On cool fall days, I left school in the afternoon, dropped my books off at the two-story white house just across the street that we shared with Diamond and M.B. Matthews, and headed to the football field, which was just a few hundred yards away. My Uncle Earl — now past 90 and living in Fayetteville — reminded me just last week that I would perch on the heavy leather dummies and watch the practice until they were needed for tackling or blocking practice. Then to regain my dignity after being shooed away, I would walk over to the water bucket and take a big drink from the players' dipper, he said. That was no Gatorade.

The decision to revive the football program in 1946 after the boys came home from the war was a sudden one. In mid-summer, Dr. Leslie Campbell, then president of Campbell College and a rare gentleman, asked my Uncle Earl whether he could field a football team that fall.

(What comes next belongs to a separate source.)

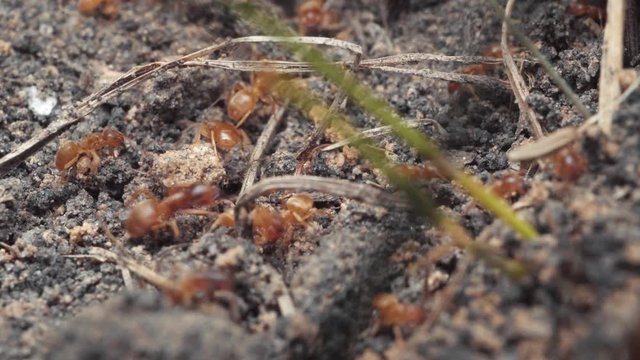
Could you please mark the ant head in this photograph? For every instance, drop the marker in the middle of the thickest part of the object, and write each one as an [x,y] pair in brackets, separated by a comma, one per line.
[143,217]
[202,195]
[67,154]
[112,137]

Hired as a physical education teacher, he already was coaching baseball, basketball, track, cross country, tennis and golf. He said, "Sure," and when school started, he had rounded up more than 40 players — an amazing feat at a college with just a few hundred students — and almost all of them were veterans just back from the Great War.

Somehow Coach Smith scrounged enough equipment to begin practice. Dunn High School loaned Campbell a few bleachers for the football field that was located that first year where the Buies Creek Public School is now. When the season opened, the team still had no uniforms and played their first three games in practice gear.

They dressed and stored their meager equipment across the campus in an old wooden gymnasium that was heated with four coal stoves placed strategically by the basketball court and two in the locker rooms below. I never remember seeing a ball hit one of the stoves during a basketball game, but I am sure it must have happened. There were nights when the gym was so cold you had to bundle up like you were going to a football game. If you are wondering why the place didn't burn down, well, eventually it did, but long after it had been replaced by Carter Gymnasium, which is now being replaced by the John W. Pope Jr. Convocation Center.

Campbell's first opponent in 1946 was Pembroke, of which Earl Smith says the fledgling Campbell team gave a 62-0 "whupping." Other opponents included Belmont Abbey, Brevard, Lees McRae, Mars Hill, Edwards Military Academy (EMI), and Presbyterian Junior College (PJC).

It is remarkable that the man who coached Campbell's last football team is still around. I can tell you that his mind is sharp as a tack, He is a member of the North Carolina Sports Hall of Fame and a walking sports history book. He left Campbell in 1951 for a successful career at East Carolina, where he coached both basketball and baseball, winning four successive Southern Conference championships.

When Campbell announced the resumption of football after more than a half century, Earl Smith, as well as several of the players he coached, were there to express support: Bob Greason, Thomasville; Willard Harris, Chapel Hill; Dick Pope, Raleigh; Bill Julian, Fayetteville; Bobby Rouse, LaGrange; Joe Bateman, Burlington; and Gene Bowen, Southern Pines.

Coach Dale Steele tells me Campbell has applied for membership in the non-scholarship Pioneer Football League, the new FCS Division, which previously was referred to as Division I-AA.

Starting in 2008, "The Fighting Camels" will take the field against teams including Davidson, Drake, San Diego, Jacksonville, Valparaiso, Butler, Dayton and Morehead State. Steele brings a wealth of experience to Campbell, including stints at ECU, Baylor, Elon, East Tennessee, and Down East at Northern Nash Senior High.

My Uncle Earl says he will be in Buies Creek for Campbell's first game a year from now. I have promised him I will be there, too. There is almost as much joyful anticipation about that game and "tailgating" in Baptist Hollow as there is about the second coming. Fact is, as to football, you might say this is the third coming.